Ya can expect users to search for things like /2+122/ or /cat (and dog)/.
Ya can even expect them to put them to follow the simple formula:
:insource:"2+122" insource:/"2+122"/
:insource:"cat (and dog)" insource:/"cat (and dog)"/
Which always works to perfectly and instantly filter.

But we can expect most of them to stop reading the formula for instant and courteous results when they get to
:insource:"\"2+122\"" insource:/"2+122"/
:insource:"\"cat (and dog)\"" insource:/"cat (and dog)"/
escaping inner quotes. Nothing else they learn needs escaping because of the following reason.

There are two entirely different reasons for using regex.
One is for "exact string" match, that turns of metacharacters.
These folks will not bother to comfyi up to escaped quotes for a few weeks or months.

The other type regex is for using the metacharacters.
Far fewer will use metacharacters.
They will be power users,
looking for obsolete template usage and obsolete HTML
so as to use AWB (auto wiki browser) to fix things.
They will find that there is no way to filter there regexp
because only insource can match what insource can match.

Oh they can be creative and use hastemplate and wikitext matches and the like.
But they are also the ones building search links, the template calls that stay there.
These search links will be halted in both production and use.
Production because all produced search links will be obsolete when the bug is fixed.
Use because the old search links are so slow, and even timeout.

And who wants to document Cirrus Search regexp and insource when it doesn't work?
It's been two years and no one has documented it until very recently: myself in an almost-completed draft.

I'm working on a draft for CirrusSearch on Wikipedia and developed templates to help regex development,
such as finding template usage for specific parameters that are wondered about.
It's all on hold until I know what to expect from this triage.

Please raise the priority.
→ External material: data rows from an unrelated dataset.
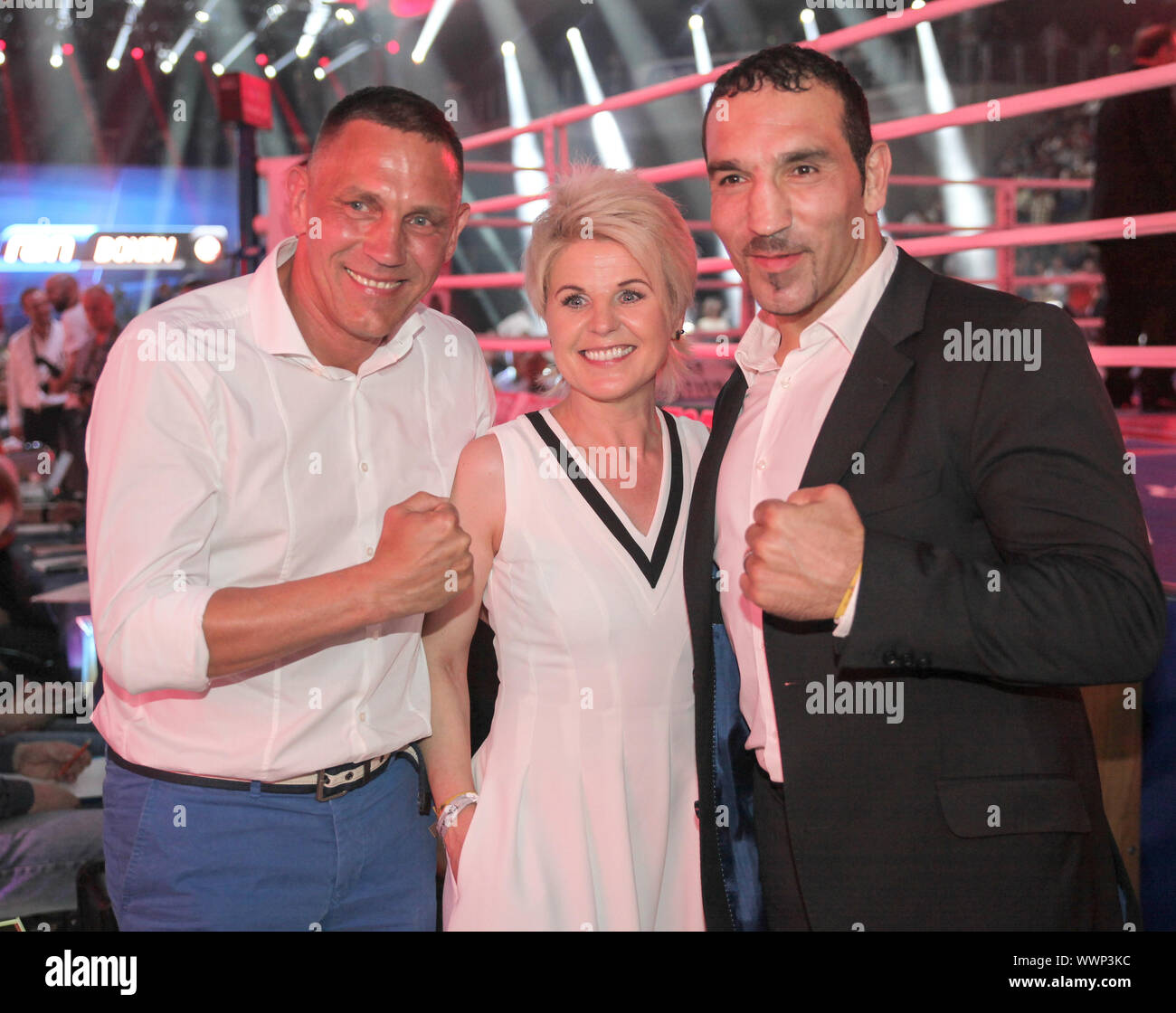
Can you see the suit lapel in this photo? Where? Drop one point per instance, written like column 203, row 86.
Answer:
column 874, row 374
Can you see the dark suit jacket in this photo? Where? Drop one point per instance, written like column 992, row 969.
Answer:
column 1006, row 565
column 1135, row 156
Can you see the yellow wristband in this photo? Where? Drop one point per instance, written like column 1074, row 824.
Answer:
column 849, row 593
column 438, row 809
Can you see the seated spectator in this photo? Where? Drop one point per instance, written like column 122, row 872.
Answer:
column 62, row 291
column 99, row 306
column 43, row 838
column 710, row 317
column 39, row 375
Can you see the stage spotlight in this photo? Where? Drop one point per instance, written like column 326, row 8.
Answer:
column 611, row 146
column 702, row 62
column 128, row 24
column 189, row 33
column 808, row 23
column 525, row 148
column 433, row 24
column 206, row 250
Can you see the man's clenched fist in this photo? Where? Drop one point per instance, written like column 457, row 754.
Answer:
column 802, row 554
column 422, row 558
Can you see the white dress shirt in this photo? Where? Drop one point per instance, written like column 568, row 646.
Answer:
column 255, row 467
column 783, row 411
column 24, row 376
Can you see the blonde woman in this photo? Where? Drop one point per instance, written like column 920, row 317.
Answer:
column 577, row 811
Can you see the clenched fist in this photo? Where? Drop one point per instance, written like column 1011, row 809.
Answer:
column 802, row 554
column 422, row 558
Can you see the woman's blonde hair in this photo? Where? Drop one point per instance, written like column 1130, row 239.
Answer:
column 600, row 204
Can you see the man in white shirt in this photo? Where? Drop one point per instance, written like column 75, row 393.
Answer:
column 62, row 293
column 38, row 373
column 257, row 596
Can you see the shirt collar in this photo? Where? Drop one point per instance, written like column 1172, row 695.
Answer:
column 274, row 329
column 845, row 320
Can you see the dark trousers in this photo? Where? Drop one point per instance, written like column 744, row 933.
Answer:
column 782, row 903
column 1141, row 298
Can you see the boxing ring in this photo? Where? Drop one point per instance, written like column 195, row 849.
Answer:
column 1152, row 442
column 1124, row 764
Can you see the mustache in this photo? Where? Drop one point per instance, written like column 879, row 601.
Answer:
column 771, row 247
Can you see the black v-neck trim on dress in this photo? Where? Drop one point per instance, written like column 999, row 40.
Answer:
column 651, row 568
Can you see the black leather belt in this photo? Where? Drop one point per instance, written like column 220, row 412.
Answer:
column 328, row 782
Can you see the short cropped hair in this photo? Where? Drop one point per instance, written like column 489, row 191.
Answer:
column 399, row 109
column 794, row 69
column 1151, row 40
column 600, row 204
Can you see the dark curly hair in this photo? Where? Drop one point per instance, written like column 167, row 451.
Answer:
column 398, row 109
column 794, row 69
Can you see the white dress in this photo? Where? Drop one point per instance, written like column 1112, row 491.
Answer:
column 587, row 780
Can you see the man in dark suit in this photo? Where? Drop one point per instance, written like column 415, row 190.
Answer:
column 913, row 537
column 1135, row 174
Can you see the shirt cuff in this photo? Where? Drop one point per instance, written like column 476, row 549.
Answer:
column 847, row 617
column 163, row 645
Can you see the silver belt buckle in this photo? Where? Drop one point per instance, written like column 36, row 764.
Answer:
column 329, row 781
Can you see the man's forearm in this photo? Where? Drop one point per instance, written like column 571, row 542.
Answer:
column 251, row 627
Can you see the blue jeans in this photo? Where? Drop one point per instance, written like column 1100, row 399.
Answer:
column 180, row 857
column 40, row 855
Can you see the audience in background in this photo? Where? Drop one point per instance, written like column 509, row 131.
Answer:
column 710, row 317
column 62, row 290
Thanks.

If we apply the patch the behavior will be as follow :

  • insource:"2+122" : perform a proximity search (this case was broken)
  • insource:"\"2+122\"": perform a proximity search (escaped double quotes will be ignored)
  • insource:/"2+122"/: perform a regex search matching: 2+122 (double quotes will disable regular expression syntax). This case was not broken.
  • insource:/2\+122/: perform a regex search matching: 2+122 (without double quotes you have to escape all special chars). This case was not broken.
  • insource/\""2+122"\"/: perform a regex matching: "2+122" (if you want to match double quotes you have to escape them). This case was not broken.

Concerning intitle the problem was the same but because title is a short string it was maybe not noticed:

  • intitle:"foo bar": perform a proximity search (this case was broken)
  • intitle:"\"foo bar\"": perform a proximity search (escaped double quotes will be ignored)
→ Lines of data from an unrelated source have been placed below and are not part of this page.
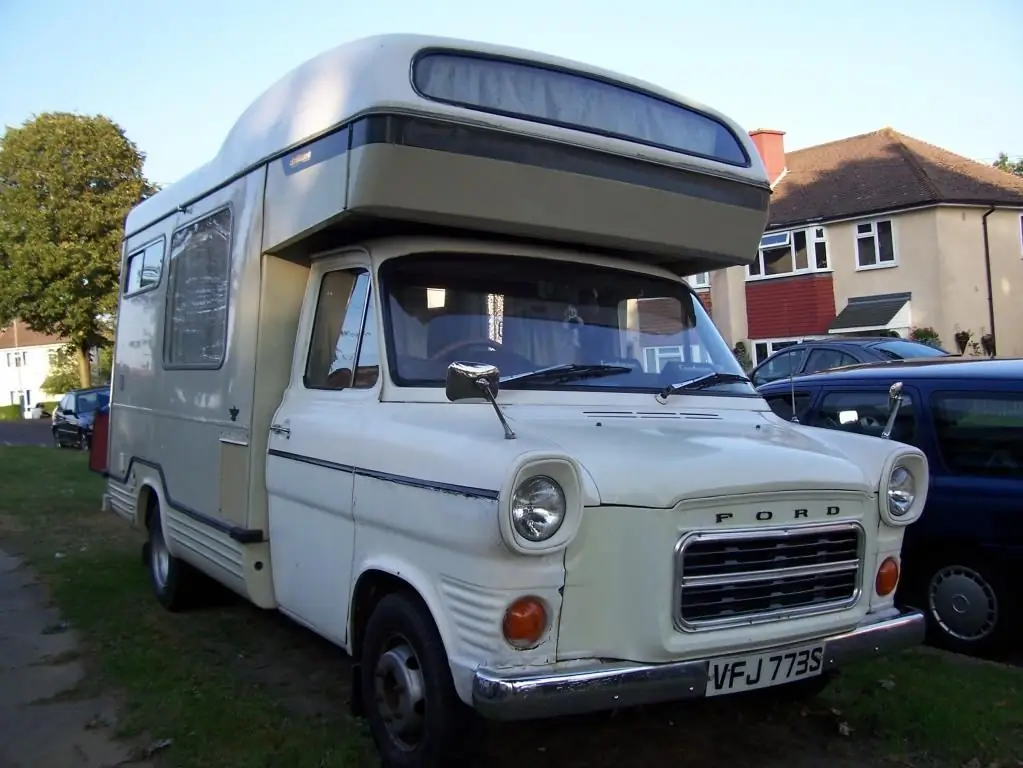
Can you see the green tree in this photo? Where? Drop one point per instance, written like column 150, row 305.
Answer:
column 1009, row 166
column 67, row 183
column 64, row 374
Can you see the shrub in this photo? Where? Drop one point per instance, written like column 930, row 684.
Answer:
column 10, row 413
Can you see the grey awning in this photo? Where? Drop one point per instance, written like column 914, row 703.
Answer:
column 868, row 312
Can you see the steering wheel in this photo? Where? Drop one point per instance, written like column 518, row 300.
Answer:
column 487, row 344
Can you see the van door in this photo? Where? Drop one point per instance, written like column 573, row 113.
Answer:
column 313, row 447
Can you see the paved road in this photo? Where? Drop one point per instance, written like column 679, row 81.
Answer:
column 28, row 432
column 40, row 723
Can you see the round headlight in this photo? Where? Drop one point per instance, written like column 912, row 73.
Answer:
column 901, row 491
column 537, row 508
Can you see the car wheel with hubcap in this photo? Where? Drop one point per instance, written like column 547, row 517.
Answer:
column 415, row 716
column 173, row 580
column 969, row 607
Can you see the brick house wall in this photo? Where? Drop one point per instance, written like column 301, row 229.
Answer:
column 802, row 305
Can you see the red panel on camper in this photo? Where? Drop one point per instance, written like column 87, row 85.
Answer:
column 100, row 434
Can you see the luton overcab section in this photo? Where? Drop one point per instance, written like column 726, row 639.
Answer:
column 414, row 360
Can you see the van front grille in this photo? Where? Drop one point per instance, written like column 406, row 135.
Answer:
column 739, row 577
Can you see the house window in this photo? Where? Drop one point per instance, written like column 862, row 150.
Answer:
column 700, row 280
column 764, row 349
column 196, row 313
column 798, row 252
column 875, row 244
column 655, row 358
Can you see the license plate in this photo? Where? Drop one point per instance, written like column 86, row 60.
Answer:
column 763, row 670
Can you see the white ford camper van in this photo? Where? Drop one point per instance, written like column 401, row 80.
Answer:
column 413, row 360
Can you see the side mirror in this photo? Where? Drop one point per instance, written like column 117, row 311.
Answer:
column 468, row 380
column 894, row 404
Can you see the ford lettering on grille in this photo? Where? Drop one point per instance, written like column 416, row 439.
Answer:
column 730, row 578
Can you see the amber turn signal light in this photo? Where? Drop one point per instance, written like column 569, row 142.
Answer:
column 887, row 578
column 525, row 622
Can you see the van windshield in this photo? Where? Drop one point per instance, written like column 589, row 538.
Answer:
column 523, row 314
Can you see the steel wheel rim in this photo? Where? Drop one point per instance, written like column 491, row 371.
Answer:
column 963, row 603
column 400, row 693
column 160, row 560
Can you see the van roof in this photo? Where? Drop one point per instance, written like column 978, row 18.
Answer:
column 372, row 75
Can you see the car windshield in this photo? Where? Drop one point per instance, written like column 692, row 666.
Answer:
column 901, row 350
column 90, row 401
column 604, row 328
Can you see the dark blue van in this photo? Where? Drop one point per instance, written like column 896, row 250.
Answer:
column 963, row 559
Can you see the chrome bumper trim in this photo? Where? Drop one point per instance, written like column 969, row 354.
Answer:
column 575, row 688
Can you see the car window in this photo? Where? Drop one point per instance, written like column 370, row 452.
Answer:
column 782, row 404
column 980, row 435
column 823, row 359
column 783, row 364
column 865, row 412
column 903, row 350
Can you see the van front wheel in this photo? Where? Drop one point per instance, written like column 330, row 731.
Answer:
column 415, row 717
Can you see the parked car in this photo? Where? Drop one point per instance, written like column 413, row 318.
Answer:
column 963, row 558
column 74, row 416
column 815, row 355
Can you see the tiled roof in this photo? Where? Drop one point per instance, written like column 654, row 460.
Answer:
column 26, row 337
column 882, row 171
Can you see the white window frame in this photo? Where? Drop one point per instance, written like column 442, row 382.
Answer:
column 700, row 280
column 656, row 355
column 771, row 348
column 779, row 238
column 873, row 234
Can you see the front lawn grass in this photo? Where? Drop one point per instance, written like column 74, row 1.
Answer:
column 236, row 687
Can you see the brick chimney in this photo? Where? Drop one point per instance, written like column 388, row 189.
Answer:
column 770, row 144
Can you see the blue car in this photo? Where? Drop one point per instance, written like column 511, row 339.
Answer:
column 964, row 558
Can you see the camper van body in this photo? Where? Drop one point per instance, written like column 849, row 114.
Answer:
column 568, row 543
Concerning hastemplate and incategory it's different because we do not tokenize any text. If you want to find pages with the template Template:The Golden Lion you must write: hastemplate:"The Golden Lion", hastemplate:"Golden Lion" won't match. There is no problem regarding proximity/non-proximity search, it's always an exact match (case insensitive).

Applying the patch seems to be sane as it reverts insource and intitle with quotes to the previous behavior. The only change will be with escaped double quotes insource:"\"foo bar\"" where before proximity search was disabled but now it will still perform a proximity search.

The only way to perform a non-proximity search with insource and intitle will be to use the following syntax: insource:foo insource:bar.

Studying... ... ... right, all right.

@Deskana can we raise the priority of this bug?

@dcausse Thanks for looking into this. We can increase the priority, but it will have to sit lower in priority than other tasks that have been bumped several times that relate directly to our current goals.

Deskana triaged this task as Normal priority.Sep 15 2015, 2:37 AM

@Deskana thanks, moving to "Needs review" (the patch is ready).

Change 236544 merged by jenkins-bot:
Fix incategory, insource and intitle with double quoted values

https://gerrit.wikimedia.org/r/236544

Deskana closed this task as Resolved.Sep 24 2015, 4:09 AM
Deskana claimed this task.
Deskana moved this task from Done to Resolved on the Discovery-Search (Current work) board.